Warning that the corporate tax base was "under threat", he said local firms were starting to think that if foreign firms can route their profits through locations such as Ireland, they could, too.
"Australian companies are not stupid," he told Parliament's public accounts committee on Wednesday. "They can see what is happening as a result of these international companies taking profit out of the country. They are thinking: 'What functions can we move offshore, what functions can we disconnect and have third-party providers fulfil to put the profit in a low-tax jurisdiction and receive an exempt dividend coming back into the system?'"
Mr Jordan told the committee: "Companies are putting these structures in place and asserting they have tax compliance
"That might be their assertion, but we are going to test every single aspect of those structures. We will want to know whether what purports to happen actually happens on the ground.
"It is one thing to put in place a fancy structure, but it is another to have it tested five years later, because by their nature these schemes are quite, sort of, artificial.
"Firms in Australia deal with customers in Australia and not in Ireland, for example."
Ireland is the location used by Google to house the subsidiary it says sells advertising to customers in Australia. Documents filed by US congressional investigators show Apple products made in China are resold to Apple retailers in Australia after an Irish subsidiary takes "paper" ownership in transit, collecting the profits.
"We will be taking a leadership role internationally in addressing the problem, but we need to also look at how changes can be made here," Mr Jordan told the committee. "The corporate tax base is under threat. What's happening is unacceptable to the community, the government, and to regulators.
"It is the first time in all my career in tax I have seen an alignment of interests saying these practices are unacceptable and we need to do something about them."

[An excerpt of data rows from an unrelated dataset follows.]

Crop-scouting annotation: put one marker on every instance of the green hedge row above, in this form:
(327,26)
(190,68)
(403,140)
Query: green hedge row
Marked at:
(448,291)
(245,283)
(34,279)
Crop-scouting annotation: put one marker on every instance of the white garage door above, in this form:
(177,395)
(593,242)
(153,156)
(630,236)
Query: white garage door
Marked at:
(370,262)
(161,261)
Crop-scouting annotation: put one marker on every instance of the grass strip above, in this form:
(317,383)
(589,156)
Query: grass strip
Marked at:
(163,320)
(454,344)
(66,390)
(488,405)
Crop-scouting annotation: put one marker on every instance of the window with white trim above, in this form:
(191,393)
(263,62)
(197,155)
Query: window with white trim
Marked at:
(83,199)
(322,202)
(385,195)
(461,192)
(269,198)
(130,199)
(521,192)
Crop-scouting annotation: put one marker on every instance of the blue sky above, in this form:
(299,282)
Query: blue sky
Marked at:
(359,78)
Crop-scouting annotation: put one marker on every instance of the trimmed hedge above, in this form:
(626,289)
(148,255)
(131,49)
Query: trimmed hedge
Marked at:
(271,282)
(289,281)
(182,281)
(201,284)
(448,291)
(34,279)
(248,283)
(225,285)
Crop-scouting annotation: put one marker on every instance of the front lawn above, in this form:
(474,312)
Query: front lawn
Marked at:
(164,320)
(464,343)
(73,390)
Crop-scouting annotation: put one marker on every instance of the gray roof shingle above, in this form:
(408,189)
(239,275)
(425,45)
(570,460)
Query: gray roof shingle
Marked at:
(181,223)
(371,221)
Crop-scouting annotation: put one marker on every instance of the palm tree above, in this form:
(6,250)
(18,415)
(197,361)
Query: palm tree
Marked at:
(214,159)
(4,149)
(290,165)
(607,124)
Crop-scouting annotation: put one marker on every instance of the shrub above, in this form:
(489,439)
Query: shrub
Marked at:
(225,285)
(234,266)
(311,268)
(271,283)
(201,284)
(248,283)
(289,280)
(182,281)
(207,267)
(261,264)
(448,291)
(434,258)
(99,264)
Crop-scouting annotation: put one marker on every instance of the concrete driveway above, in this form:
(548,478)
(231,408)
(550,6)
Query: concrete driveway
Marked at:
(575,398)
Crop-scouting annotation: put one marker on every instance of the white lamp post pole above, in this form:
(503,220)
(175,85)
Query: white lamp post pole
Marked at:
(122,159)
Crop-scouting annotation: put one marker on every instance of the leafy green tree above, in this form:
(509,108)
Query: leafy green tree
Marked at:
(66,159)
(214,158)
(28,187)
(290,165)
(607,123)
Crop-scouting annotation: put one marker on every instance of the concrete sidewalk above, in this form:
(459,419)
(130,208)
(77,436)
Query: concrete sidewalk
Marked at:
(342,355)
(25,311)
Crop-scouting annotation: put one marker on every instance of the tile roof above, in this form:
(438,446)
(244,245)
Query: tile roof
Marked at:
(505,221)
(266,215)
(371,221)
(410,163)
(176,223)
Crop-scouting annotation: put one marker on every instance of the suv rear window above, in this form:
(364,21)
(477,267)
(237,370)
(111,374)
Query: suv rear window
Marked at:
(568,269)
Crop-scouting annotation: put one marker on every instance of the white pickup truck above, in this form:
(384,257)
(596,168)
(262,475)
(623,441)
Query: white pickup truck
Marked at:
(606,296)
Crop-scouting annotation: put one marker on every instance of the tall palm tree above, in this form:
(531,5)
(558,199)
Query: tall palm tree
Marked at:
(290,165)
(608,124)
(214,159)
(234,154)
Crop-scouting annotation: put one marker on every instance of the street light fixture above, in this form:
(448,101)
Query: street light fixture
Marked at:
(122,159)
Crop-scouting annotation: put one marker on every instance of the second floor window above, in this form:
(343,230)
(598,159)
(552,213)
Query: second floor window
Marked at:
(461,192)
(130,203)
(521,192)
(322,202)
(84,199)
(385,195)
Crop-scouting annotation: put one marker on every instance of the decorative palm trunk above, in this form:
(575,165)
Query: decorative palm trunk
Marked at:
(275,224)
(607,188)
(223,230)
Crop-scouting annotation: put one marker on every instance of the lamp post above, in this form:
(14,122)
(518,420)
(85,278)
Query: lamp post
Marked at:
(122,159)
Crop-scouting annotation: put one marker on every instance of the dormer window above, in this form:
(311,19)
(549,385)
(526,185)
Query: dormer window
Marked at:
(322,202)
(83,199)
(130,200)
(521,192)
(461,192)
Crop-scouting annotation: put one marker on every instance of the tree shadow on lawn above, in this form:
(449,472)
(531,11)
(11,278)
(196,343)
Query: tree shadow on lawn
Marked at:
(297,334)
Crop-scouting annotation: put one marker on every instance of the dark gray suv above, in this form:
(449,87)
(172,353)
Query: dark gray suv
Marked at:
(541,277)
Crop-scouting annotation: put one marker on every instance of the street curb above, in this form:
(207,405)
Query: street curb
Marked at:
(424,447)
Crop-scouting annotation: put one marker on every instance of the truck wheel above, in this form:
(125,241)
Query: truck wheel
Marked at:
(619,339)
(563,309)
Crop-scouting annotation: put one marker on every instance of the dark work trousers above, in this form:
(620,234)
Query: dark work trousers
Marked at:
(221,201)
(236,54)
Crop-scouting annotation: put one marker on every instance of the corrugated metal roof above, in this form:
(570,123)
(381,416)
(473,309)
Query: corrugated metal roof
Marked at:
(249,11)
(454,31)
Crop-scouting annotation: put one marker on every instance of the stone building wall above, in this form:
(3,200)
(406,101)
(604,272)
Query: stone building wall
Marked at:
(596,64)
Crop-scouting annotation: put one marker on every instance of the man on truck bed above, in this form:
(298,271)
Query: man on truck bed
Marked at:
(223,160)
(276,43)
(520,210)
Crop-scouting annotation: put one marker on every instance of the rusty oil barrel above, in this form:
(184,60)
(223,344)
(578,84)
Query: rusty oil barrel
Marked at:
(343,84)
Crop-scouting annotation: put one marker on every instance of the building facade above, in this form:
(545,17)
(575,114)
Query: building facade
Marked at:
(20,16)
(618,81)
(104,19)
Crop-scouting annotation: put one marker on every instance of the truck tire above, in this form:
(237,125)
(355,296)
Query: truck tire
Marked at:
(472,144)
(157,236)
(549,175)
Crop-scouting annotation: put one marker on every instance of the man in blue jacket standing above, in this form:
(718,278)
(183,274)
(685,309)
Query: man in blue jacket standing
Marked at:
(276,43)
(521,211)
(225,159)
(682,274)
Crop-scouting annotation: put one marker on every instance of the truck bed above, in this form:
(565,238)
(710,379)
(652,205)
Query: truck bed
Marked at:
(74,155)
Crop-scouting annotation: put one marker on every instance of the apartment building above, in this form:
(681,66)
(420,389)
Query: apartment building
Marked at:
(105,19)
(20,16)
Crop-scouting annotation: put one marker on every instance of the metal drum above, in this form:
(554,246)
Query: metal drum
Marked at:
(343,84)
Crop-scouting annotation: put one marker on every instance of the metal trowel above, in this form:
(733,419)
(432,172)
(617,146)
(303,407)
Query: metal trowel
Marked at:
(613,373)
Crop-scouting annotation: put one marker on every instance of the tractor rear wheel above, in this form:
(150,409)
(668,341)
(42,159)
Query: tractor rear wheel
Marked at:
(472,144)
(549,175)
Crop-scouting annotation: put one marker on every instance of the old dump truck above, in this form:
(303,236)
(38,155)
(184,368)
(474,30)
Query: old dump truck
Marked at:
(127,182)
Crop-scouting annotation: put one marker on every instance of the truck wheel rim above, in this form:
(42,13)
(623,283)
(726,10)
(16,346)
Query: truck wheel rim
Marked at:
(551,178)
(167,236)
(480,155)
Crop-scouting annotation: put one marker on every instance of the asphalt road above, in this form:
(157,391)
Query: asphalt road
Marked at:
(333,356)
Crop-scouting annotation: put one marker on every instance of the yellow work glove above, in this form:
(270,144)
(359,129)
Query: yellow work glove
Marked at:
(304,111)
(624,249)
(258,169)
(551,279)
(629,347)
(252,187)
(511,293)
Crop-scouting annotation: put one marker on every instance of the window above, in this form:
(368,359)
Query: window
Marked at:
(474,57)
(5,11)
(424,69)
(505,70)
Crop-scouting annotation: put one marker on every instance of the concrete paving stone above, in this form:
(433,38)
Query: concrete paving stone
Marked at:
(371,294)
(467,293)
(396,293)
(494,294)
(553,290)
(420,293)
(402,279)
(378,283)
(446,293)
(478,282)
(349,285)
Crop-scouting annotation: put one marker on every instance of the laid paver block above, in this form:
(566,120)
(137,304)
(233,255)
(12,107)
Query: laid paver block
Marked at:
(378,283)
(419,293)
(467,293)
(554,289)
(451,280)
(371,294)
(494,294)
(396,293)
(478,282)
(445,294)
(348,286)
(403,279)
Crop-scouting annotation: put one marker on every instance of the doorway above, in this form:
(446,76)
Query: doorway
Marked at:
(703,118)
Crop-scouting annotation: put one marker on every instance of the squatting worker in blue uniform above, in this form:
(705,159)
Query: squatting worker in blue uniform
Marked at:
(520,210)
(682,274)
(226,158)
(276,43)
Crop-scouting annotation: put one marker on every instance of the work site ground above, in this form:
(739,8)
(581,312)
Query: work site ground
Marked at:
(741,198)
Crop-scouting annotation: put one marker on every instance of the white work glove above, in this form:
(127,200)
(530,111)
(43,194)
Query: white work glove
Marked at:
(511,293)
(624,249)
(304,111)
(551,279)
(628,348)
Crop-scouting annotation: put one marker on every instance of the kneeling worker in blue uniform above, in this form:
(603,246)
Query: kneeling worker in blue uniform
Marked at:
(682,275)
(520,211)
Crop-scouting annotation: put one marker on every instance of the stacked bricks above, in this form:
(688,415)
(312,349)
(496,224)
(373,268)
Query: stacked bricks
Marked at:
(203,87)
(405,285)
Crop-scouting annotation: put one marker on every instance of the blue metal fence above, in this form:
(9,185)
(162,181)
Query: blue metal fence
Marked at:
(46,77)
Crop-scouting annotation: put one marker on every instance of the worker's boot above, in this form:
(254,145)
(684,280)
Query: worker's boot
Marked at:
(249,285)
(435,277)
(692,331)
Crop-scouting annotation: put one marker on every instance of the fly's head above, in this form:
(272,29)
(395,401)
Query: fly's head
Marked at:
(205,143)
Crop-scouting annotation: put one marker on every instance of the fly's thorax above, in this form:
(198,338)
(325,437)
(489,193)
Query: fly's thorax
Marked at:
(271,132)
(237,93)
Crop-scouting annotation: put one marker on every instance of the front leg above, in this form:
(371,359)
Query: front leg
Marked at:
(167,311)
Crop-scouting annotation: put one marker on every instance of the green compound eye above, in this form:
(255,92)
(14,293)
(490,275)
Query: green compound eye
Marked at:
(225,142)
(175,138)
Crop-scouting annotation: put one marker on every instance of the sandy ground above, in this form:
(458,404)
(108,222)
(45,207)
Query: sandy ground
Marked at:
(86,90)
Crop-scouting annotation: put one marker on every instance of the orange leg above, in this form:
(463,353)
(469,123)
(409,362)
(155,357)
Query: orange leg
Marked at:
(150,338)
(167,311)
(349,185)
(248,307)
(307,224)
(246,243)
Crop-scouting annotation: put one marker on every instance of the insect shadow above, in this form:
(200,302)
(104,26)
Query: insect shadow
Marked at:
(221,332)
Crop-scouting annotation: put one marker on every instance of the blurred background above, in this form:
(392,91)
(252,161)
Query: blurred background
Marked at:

A former policeman who worked as an adviser to Coalition leader John Howard in opposition during the 1980s, Mr Jordan was appointed to head the Tax Office in January from a private sector role at accounting firm KPMG.
Asked whether the laws able to be deployed against private equity firms taking capital gains out of Australia were tough enough, he said the general anti-avoidance provisions had proved to be "not necessarily as effective as they could have been".
"I am not only talking about private equity here, but there is a problem in the interaction between our rules for countries with which we have treaties and our rules about tax havens," he said.